TRIBUNNEWS.COM, JAKARTA - Mantan guru honorer SMAN 7 Mataram, Nusa Tenggara Barat, Baiq Nuril yang divonis tiga tahun penjara karena melanggar UU ITE pagi ini, Jumat (12/7/2019) bertemu dengan Jaksa Agung Muhammad Prasetyo di Kantor Kejaksaan Agung RI, Kebayoran Baru, Jakarta Selatan.
Baiq Nuril yang didampingi anggota DPR RI Fraksi PDI Perjuangan, Rieke Diah Pitaloka dan tim hukum akan menyerahkan surat permohonan penangguhan penahanan dari 132 instansi.
Surat itu nantinya akan disampaikan langsung kepada Jaksa Agung.
“Dari DPRD Provinsi dua, DPRD Kota tiga, DPRD Kabupaten 14, lalu dari 36 lembaga, dan 76 dari perorangan, jadi ada lebih dari 100 instansi yang mengajukan penangguhan penahanan untuk beliau,” ungkap Rieke.
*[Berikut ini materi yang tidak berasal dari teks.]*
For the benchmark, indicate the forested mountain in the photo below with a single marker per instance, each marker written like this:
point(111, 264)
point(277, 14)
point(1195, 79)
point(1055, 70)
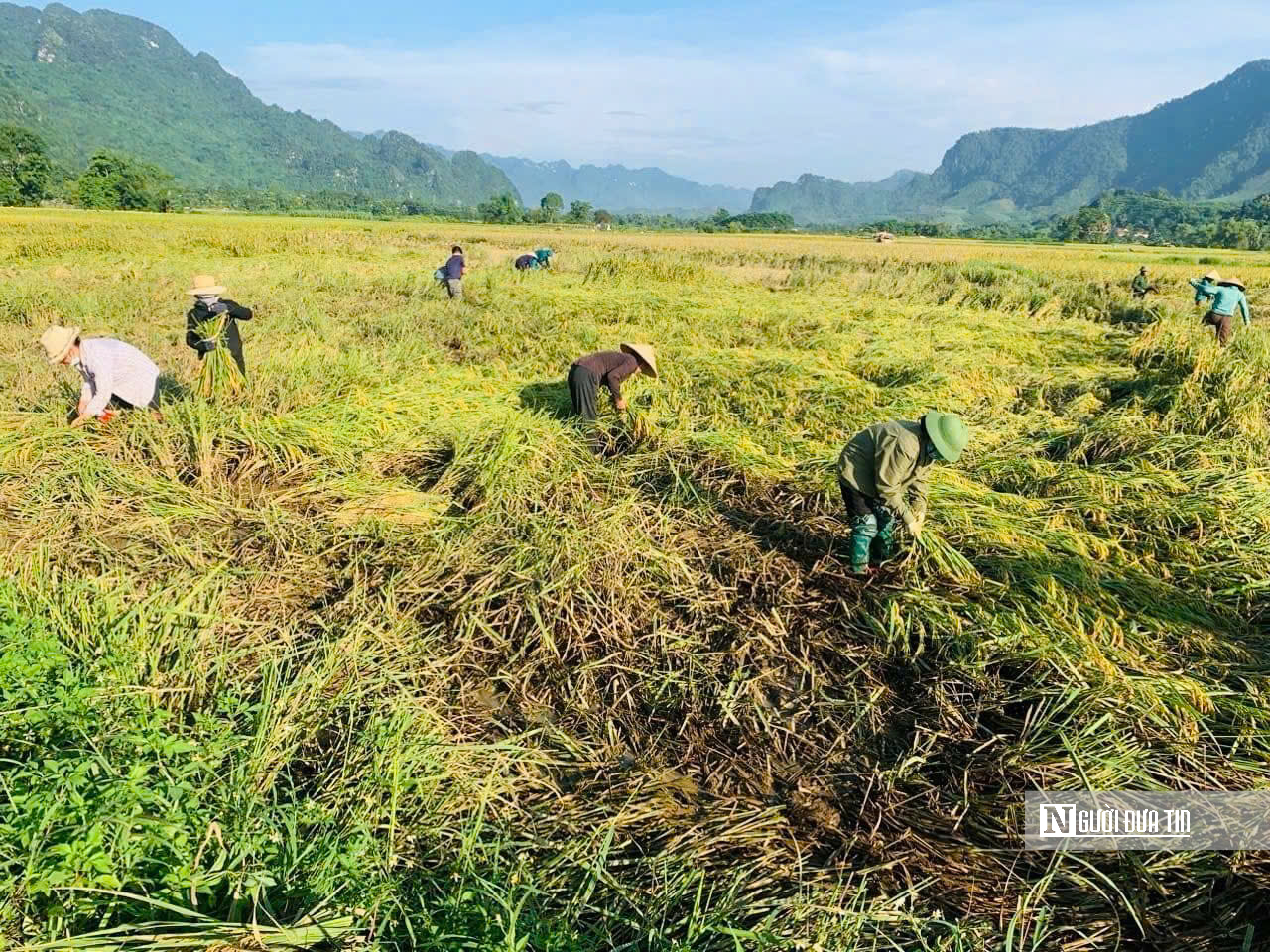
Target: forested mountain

Usai melapor di Ruang Penerangan Kejaksaan Agung, Baiq Nuril dan semua pendampingnya langsung menuju ruangan Jaksa Agung.
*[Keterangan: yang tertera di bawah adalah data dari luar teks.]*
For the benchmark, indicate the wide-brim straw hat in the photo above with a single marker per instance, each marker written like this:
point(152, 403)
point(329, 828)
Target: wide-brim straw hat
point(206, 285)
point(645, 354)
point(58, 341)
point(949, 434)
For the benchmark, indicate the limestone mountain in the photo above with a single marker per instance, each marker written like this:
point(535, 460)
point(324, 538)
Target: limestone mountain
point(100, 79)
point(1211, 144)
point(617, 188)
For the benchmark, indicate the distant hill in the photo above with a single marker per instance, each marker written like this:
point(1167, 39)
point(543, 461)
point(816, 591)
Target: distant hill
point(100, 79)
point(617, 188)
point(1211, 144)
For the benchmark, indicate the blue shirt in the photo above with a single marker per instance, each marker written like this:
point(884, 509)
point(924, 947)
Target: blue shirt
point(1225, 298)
Baca: Korban UU ITE Baiq Nuril Harapkan Amnesti Presiden Jokowi
Baiq Nuril yang mengenakan pakaian batik dan hijab berwarna merah dipersilakan masuk pertama ke dalam ruangan.
Sebelum masuk, Baiq Nuril dan Rieke berpose menunjukkan jempolnya kepada kamera awak media sambil tersenyum.
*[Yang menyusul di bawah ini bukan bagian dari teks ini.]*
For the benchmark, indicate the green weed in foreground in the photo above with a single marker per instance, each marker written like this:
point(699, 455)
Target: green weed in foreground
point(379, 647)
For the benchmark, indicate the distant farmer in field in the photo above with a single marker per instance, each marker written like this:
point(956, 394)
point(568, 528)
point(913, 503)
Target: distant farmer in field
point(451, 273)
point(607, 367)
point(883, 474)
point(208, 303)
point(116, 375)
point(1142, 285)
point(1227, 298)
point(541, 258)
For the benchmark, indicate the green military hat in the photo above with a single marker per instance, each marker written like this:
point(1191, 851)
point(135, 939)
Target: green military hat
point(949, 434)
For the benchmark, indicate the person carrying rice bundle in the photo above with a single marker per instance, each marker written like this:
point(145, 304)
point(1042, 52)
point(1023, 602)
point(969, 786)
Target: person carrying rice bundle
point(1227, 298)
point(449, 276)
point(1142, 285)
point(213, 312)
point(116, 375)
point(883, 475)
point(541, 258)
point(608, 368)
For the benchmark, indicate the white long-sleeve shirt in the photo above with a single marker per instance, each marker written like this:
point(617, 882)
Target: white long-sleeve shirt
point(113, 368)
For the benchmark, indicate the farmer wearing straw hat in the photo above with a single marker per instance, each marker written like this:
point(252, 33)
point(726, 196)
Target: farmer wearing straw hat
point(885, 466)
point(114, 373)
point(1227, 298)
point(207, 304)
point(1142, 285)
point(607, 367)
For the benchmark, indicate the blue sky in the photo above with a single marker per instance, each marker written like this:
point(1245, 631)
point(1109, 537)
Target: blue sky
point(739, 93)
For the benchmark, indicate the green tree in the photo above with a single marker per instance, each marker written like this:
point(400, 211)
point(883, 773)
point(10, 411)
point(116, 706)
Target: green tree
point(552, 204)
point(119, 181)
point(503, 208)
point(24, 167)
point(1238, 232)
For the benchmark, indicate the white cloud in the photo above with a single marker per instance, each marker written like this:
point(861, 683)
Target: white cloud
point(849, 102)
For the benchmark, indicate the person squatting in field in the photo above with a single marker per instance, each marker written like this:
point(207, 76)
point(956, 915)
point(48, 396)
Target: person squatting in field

Baiq Nuril tak berbicara satu patah kata pun kepada awak media dan menyerahkan langsung pernyataan untuk media kepada Rieke.
Tak berselang lama setelah Baiq Nuril masuk, Jaksa Agung Muhammad Prasetyo masuk ke ruangannya mengenakan kemeja putih.
Ia pun menyapa awak media tanpa mengucapkan satu patah kata pun.
Pengajuan permohonan penangguhan penahanan ini dilakukan setelah permohonan peninjauan kembali Baiq Nuril atas kasusnya kepada Mahkamah Agung ditolak.
Seperti diketahui Baiq Nuril yang merupakan mantan guru honorer SMAN 7 Mataram, Nusa Tenggara Barat divonis enam bulan penjara serta denda Rp 500 juta subsider tiga bulan kurungan karena dinilai melanggar UU ITE.
Baiq merekam pembicaraan Kepala SMAN 7 Mataram, H Muslim dengan dirinya yang juga diduga berisi pelecehan seksual kepada Baiq.
Baiq kemudian menyerahkan rekaman kepada seseorang bernama Imam Mudawin yang kemudian tersebar luas.
Vonis terhadap Baiq Nuril dijatuhkan oleh Mahkamah Agung melalui Majelis Kasasi pada 26 September 2018 dengan menganulir putusan pengadilan tingkat pertama Pengadilan Negeri Mataram yang yang memutuskan Baiq Nuril bebas dari segala tuntutan dan tak bersalah.
Baiq Nuril kemudian mengajukan peninjauan kembali atau PK namun ditolak oleh Mahkamah Agung.